Un archivio di “public history”, per recuperare e raccontare la grande storia del movimento operaio e bracciantile della Capitanata, che ha scritto pagine straordinarie nel lungo percorso del riscatto e dell’emancipazione del mondo del lavoro in Puglia e nel Mezzogiorno. Basato su un ricco patrimonio fotografico, documentale e multimediale, l’Archivio della Memoria Ritrovata è stato promosso dallo Spi Cgil della provincia di Foggia, in collaborazione con Cgil e Spi Cgil Puglia, Cgil Foggia, Auser, Anpi e Fondazione Foa. Il sito sarà on line a partire dal 30 maggio prossimo, all’indirizzo web https://memoriaritrovata.it.
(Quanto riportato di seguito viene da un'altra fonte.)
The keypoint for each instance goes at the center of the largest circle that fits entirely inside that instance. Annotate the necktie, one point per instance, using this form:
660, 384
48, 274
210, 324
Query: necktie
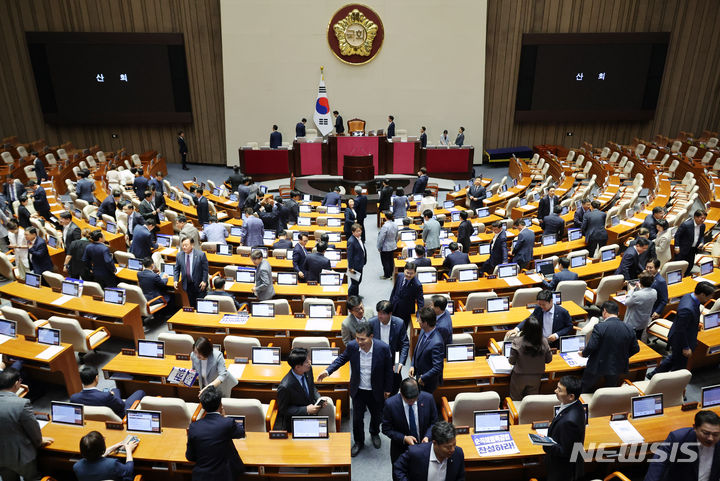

Verrà inaugurato durante una manifestazione pubblica che si svolgerà, sempre il 30 maggio, alle ore 17.00, nell’Auditorium della Camera del Lavoro di Foggia (via della Repubblica, 68), con gli interventi di Alfonso Ciampolillo, segretario generale Spi Foggia, Maurizio Carmeno, segretario generale Cgil Foggia, Gianni Forte, segretario generale Spi Puglia. Le conclusioni saranno svolte da Francesco Palaia, responsabile nazionale del Progetto Memoria dello Spi Cgil. A presentare il progetto sarà Geppe Inserra, che ha curato la costruzione dell’archivio, assieme a Arturo Santarcangelo, webmaster, e a Matteo Carella, la cui collezione fotografica, interamente digitalizzata, rappresenta il nucleo fondante della base dati offerta ai visitatori. Sezioni particolari dell’archivio sono dedicate alle lotte popolari per il metano, che negli anni Sessanta del secolo scorso infiammarono le popolazioni del Subappennino Dauno, ai protagonisti del movimento operaio e bracciantile, alle lotte per il lavoro. L’idea di fondo è che la storia è un bene pubblico, che va messo a disposizione della comunità come strumento di conoscenza del passato e di consapevolezza del presente. «L’inaugurazione del sito e dell’archivio – afferma il segretario generale Alfonso Ciampolillo – non è un punto d’arrivo ma piuttosto l’inizio di un percorso nel quale intendiamo coinvolgere tutti i depositari della memoria popolare e collettiva della nostra terra. Lavoreremo con le nostre leghe per reperire altra documentazione. La nostra idea è che un archivio è tanto più utile se è aperto: chiunque lo desideri può contribuire, mettendo a disposizione per la digitalizzazione i materiali di cui è in possesso.»